To investigate the SLCO1B1 388A> G and 521T> C polymorphisms in hyperlipidemia patients and evaluate the effect of the two polymorphisms on the lipid-lowering efficacy of pitavastatin.
The functional polymorphisms of SLCO1B1 ( 388A> G and 521T> C) were genotyped in 140 Chinese patients with essential hyperlipidemia using polymerase chain reaction-restriction fragment length polymorphism (PCR-RFLP) and one-step tetra-primers ARMS-PCR. Eighty-five patients were enrolled in the clinical trial and given 2 mg of pitavastatin daily for 8 weeks. Total cholesterol (TC), triglyceride (TG), high-density lipoprotein (HDL), and low-density lipoprotein (LDL) serum levels were measured at baseline, after 4 weeks and after 8 weeks of treatment.
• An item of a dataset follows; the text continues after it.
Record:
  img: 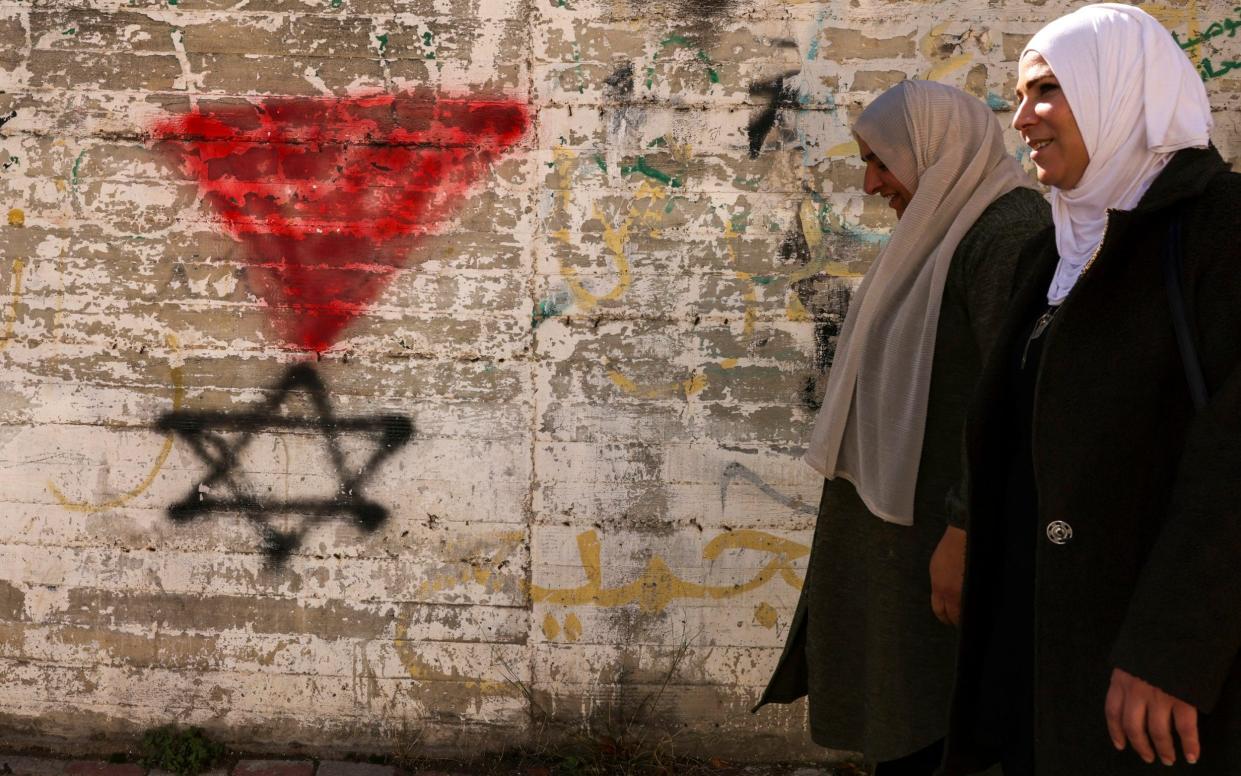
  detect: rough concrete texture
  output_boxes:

The allele frequencies of SLCO1B1 388A> G and 521T> C in essential hyperlipidemia patients were 71.1% and 11.1%, respectively. The 4- and 8-week treatment with pitavastatin significantly reduced TC, TG, and LDL levels, but there was no statistical difference among patients with wild type, SLCO1B1 388A> G or SLCO1B1 521T> C in the lipid-lowering efficacy of pitavastatin.